Open Knowledge

Analysis

Data Processing Pipeline

 

Dear reader - we know you are the experts. We're not going to teach you all the basics, but this section's aim is to show you how technology can help speed up, scale up or simplify your working practices. For this reason in this section we will say only a few words about statistical methods, even though many of you will be very familiar with those.

Once you have your data in a suitable format to be dealt with, much of your analysis can be automated with a custom program or inside spreadsheet software. Obviously the deeper your data dive is, the less automated things become, but having a standard set of post-processing, analytical steps to run on a dataset helps make sure you haven't missed anything. Some of the steps may seem basic, but it always helps to have a checklist!

Sorting data

Possibly the simplest way to find some interesting points is to sort by a column or category. In spending datasets, it's common to rank data by the largest transactions and look at the beneficiaries. This also gets you the maximum or minimum values of a column, which could be interesting.

Basic statistical analysis

Statistical analysis such as calculating percentiles or the average of a dataset, are essential to characterize your data. These are available in most programming languages as well as most spreadsheet programs like excel. A more complete list of statistical tools and resources can be found at the resources chapter.

  • An average is a measure of central tendency in a sample. It can be described as the "typical" or representative value of a data set. Knowing the average helps detect whether any single payment is atypical.
  • A percentile is the value of a variable under which a certain percentage of the data fall.
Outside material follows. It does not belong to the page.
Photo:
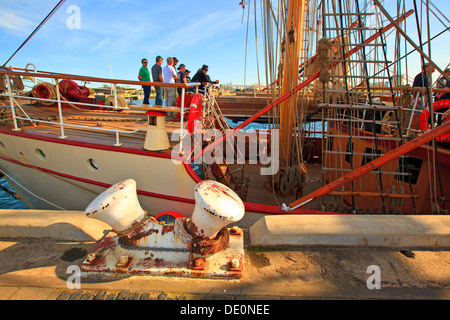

For example, if a transaction amount is in the 90th percentile, then it is larger than 89% of the transactions in the dataset.
  • A standard deviation measures how far away a value is from the average. If your standard deviation is low, then it means your row values are clustered together. If it's high, then they are spread out. By checking for values that are one, two, or three standard deviations outside the mean, you can detect outliers. Outliers could be errors or extremely interesting data points.

Summarizing or aggregating by categories

Sometimes data is available at a very high level of detail, making it hard to see the big picture. It's a good idea to have a standard set of categories to aggregate by, such as geographic unit, functional classification, account number, fiscal year or other temporal unit, government department, or even recipient.

Normalization for comparability

In order to be able to compare data across time or other parameters, you may need to systematically adjust the data values. Here are some examples.

  • Deflation or inflation. Expenditure data is naturally obtained with current (or nominal) money value, but such data is not directly comparable across different years since inflation affects the value of money. In order to compare currency across years, it is necessary to deflate or inflate the value according to a base year. For example if we wish to compare the budget of a program in dollars from 2000 with the same program in 2012 we must adjust the value of the 2000 data and the 2012 dollars to a base year. Deflator and inflator factors are calculated by central banks in most countries and a comprehensive list by country can be found at the World Bank website (http://worldbank.org)
  • Scale and normalize values. When we wish to compare patterns of budget programs sometimes the difference in scale between budgets may prove difficult to display in a graphic form. In such cases is useful to compare percentages instead of absolute numbers. For instance, it is very common to express budget and spending data as percentages of a country's GDP, instead of in absolute numbers. If you're mapping spending, make sure to scale your data by population density. Otherwise, your map will most likely just be a map of where your populace lives.
You may want to visualize your data to get better understanding of your initial assumptions. This may save you a lot of time in case your initial assumptions were not good, and may also help you to get more insight into new findings your data might contain but previously were not clearly visible. For this purpose you can use scatter plots, line graphs, heat maps, bar charts.